I'm the kind of student who compulsively over-prepares. Class registration for me isn't one morning - it's weeks of planning and strategizing. I do an audit on Testudo to see what requirements I have yet to meet, and then I go through every class in a few different departments to see what fits. Then there are the contingency plans.
Being a government and politics major, I had better prepare for registration day with a series of classes I want when the classes I really want fill up. They always do. I'm going into next semester with 72 credits, but by the time I registered, a 50-person 200-level class was full. Never mind classes such as GVPT 443: Contemporary Political Theory or a seminar called GVPT 459A:Ownership, Control, Democracy and Power - I'll be lucky to get into something as riveting as GVPT 422: Quantitative Political Analysis.
This would all be fine if every class I wanted to take were full, but they're not. As of press time, AASP 499T: Advanced Topics in Public Policy and the Black Community: Race, Poverty, Violence and the Juvenile Justice System: A Theoretical and Contextual Analysis of Social Capital still has 22 seats left. ENSP 399X: Special Topics in Environmental Science and Policy: Explorations in Sustainability has 16 open. SOCY 241: Inequality it American Society has only filled 19 of its 47 seats. Every one of these seems interesting and relevant to what I'm studying but unfortunately, none of them are government and politics classes.
Our major system requires us not only to choose a specific area to study but to adhere to the arbitrary divisions of classes into these categories. There's not a class that exists that isn't interdisciplinary in some way or another. Economics students need to know math but could also use a government or philosophy class about theories of economic distribution. A theory-oriented government student like me could use any number of African American studies or sociology classes. Yet too often, these classes are reserved for majors from their home departments.
To make sure students get enough exposure to other fields, some majors create the "supporting sequence," requiring majors to take a number of classes from another department. But why the division? The truth is not every government and politics or American studies or English major is studying the same things. Indeed, most focuses lead naturally into taking classes from other departments. For a student like me, a sociology class such as SOCY203: Sociological Theory and even my English class, ENGL437: "Contemporary American Literature," were more relevant to my field of interest than GVPT473: "Legislatures and Legislation" is. The answer isn't to create new interdisciplinary programs, because disciplines in the humanities are largely a thing of the past.

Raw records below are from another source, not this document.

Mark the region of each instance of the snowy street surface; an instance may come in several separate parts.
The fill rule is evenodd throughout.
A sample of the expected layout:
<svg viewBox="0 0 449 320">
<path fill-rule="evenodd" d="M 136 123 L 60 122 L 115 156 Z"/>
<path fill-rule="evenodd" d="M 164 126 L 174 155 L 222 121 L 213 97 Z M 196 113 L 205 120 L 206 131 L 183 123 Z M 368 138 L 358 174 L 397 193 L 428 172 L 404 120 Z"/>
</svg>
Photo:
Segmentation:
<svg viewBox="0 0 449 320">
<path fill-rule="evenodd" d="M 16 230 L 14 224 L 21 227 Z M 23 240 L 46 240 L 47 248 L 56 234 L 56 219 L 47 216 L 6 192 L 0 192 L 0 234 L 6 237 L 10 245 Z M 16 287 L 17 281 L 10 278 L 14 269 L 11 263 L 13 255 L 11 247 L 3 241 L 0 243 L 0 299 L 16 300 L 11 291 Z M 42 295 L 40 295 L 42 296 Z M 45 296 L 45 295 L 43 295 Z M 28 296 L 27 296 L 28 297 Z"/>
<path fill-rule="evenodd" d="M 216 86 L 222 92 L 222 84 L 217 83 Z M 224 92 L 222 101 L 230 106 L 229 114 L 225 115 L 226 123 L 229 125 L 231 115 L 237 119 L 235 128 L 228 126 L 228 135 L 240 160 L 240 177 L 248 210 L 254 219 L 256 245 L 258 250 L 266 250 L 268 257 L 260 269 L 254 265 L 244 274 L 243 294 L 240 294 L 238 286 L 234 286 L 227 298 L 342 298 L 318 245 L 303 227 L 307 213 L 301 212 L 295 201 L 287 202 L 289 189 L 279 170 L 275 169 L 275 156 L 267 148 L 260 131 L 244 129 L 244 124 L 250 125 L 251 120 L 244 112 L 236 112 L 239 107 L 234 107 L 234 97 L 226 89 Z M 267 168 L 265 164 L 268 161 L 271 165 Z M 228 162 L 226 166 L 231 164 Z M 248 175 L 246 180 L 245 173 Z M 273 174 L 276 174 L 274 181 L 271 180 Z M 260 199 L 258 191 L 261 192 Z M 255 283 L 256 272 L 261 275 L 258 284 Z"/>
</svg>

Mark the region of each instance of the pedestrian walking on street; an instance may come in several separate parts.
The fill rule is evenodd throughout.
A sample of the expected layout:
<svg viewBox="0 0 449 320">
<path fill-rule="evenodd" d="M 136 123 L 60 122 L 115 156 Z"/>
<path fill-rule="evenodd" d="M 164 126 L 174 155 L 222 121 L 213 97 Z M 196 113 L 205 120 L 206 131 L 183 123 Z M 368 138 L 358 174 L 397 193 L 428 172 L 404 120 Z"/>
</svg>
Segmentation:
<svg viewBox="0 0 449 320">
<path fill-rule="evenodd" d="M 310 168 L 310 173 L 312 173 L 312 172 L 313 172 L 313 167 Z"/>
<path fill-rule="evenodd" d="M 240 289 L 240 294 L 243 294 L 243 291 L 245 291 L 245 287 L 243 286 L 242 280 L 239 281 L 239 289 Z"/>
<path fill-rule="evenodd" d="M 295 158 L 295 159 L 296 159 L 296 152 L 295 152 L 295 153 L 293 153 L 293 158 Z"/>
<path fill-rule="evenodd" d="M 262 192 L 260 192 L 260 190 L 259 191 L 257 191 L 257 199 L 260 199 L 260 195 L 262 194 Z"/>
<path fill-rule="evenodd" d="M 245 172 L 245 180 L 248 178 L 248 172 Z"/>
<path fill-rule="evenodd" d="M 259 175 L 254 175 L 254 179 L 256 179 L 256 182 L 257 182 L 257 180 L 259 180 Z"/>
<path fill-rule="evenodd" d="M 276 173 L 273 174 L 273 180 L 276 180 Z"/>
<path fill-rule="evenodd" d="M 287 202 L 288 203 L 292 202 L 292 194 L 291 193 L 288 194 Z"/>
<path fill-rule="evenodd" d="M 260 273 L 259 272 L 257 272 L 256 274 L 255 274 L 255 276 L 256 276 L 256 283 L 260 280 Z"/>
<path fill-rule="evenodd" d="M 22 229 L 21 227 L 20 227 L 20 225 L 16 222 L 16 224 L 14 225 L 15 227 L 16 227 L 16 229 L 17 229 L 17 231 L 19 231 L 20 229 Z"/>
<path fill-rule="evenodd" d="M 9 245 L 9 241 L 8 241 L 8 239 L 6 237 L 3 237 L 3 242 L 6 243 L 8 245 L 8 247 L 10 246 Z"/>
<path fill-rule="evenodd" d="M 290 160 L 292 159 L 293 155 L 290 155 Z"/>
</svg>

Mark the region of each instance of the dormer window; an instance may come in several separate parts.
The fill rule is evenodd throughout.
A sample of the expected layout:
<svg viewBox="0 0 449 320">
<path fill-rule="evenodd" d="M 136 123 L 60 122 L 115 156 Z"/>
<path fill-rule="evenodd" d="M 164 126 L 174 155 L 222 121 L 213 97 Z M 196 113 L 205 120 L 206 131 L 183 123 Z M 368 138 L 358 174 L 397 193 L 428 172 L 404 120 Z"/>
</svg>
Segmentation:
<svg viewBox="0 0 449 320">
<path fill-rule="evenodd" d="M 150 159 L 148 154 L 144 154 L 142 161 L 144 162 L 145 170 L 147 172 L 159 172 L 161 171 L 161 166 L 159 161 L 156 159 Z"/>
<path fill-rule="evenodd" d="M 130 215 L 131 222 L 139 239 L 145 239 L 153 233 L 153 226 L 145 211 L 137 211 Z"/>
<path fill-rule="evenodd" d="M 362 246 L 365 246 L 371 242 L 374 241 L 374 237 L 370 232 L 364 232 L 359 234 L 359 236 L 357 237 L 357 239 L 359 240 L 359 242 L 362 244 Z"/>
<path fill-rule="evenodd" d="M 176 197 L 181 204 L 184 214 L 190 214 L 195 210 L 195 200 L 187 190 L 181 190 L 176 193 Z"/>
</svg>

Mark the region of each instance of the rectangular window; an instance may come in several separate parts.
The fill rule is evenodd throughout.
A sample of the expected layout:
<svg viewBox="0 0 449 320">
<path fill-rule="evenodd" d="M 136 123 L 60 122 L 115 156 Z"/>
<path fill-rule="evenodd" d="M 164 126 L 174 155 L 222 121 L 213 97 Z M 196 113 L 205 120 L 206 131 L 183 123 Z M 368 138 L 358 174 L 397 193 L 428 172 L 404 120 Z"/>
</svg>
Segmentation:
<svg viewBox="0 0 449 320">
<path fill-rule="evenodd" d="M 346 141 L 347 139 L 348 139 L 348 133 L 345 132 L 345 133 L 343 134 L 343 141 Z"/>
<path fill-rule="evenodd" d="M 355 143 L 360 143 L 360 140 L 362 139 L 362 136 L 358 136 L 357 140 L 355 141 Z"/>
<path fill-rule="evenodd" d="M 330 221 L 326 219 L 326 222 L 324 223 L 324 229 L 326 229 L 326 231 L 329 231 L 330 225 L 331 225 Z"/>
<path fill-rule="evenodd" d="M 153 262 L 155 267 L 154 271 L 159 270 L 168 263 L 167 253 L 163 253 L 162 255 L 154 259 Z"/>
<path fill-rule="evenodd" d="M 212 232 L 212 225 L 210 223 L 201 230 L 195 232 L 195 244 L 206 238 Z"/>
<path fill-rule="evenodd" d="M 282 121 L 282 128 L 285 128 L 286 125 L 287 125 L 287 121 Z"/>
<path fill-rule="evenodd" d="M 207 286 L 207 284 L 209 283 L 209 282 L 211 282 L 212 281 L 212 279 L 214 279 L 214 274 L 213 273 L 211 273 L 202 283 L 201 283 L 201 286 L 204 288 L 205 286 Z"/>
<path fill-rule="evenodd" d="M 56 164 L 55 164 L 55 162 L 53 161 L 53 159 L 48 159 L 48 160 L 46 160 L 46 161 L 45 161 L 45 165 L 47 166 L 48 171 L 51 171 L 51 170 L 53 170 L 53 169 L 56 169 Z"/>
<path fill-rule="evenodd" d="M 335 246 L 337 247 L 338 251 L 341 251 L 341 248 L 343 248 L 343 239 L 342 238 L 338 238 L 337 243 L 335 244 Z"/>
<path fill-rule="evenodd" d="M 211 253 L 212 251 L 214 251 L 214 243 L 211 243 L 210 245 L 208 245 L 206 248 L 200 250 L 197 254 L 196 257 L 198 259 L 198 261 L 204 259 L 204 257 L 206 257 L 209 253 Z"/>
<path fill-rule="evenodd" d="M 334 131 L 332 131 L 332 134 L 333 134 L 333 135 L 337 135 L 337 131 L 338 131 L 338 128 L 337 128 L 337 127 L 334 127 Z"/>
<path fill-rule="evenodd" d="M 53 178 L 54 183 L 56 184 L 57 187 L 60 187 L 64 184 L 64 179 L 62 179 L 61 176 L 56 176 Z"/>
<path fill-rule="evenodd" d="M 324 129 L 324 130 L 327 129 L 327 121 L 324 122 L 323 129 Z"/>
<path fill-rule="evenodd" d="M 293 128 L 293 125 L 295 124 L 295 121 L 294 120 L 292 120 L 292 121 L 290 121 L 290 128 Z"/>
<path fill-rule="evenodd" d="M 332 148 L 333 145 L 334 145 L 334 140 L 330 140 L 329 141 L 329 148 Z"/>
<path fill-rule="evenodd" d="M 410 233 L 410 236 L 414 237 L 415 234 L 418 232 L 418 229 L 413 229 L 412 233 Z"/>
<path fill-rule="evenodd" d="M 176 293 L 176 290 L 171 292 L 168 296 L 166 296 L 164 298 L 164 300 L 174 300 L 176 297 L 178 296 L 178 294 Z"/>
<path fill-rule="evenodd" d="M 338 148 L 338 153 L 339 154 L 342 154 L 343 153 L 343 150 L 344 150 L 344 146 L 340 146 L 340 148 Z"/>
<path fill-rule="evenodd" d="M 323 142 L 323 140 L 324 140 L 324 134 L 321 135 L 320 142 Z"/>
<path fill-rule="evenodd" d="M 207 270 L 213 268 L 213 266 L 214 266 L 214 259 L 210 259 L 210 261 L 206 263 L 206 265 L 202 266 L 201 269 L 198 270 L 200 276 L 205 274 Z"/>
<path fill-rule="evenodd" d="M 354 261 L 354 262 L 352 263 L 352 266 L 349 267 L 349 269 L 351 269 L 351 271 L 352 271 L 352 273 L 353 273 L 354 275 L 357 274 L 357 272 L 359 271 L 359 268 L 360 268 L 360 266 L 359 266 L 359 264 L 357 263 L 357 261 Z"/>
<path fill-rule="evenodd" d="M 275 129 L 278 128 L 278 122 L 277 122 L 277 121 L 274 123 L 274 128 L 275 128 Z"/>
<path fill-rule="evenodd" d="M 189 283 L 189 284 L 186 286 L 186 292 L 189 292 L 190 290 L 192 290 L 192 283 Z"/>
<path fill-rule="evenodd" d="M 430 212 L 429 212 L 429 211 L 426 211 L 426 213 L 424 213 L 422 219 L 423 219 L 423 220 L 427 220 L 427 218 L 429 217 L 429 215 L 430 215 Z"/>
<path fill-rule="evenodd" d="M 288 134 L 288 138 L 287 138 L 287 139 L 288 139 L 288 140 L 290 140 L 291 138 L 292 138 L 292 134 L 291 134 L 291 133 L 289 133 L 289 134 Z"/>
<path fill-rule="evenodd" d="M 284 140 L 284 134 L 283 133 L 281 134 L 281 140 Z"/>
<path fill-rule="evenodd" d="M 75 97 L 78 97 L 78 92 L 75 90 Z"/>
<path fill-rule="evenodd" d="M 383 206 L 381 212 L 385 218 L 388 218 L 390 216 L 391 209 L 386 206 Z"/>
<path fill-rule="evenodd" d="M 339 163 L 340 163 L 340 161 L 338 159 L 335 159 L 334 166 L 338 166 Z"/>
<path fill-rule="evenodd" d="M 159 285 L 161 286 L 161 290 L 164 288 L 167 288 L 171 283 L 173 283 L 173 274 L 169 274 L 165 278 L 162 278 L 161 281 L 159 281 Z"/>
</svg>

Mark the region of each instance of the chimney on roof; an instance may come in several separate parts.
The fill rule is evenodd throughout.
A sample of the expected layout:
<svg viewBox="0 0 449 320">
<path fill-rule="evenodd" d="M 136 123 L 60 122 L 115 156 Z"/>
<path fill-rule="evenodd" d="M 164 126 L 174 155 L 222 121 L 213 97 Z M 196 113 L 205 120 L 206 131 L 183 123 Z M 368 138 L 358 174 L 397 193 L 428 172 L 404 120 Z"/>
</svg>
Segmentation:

If we have advising, we might as well use it. Let advisers help students designate a course of study and pick out classes that could apply. Keeping undergraduates isolated in one department for their major requirements and reserving some classes for majors only doesn't reflect the complex web of academics.
Sure, it's less complicated the current way, and we do have a system for students to create their own majors, but a lot of good things take effort. We hear so much about the university moving toward becoming a top-tier school; why not jump ahead of the curve? Right now, interdisciplinary subjects are in (witness our environmental policy program). Soon enough, schools will recognize arbitrary major categories for what they are. Professional academics don't worry about what departments their scholarship will fall under. Why should undergraduates be constrained by contrived subject boundaries? It's about time we broke free.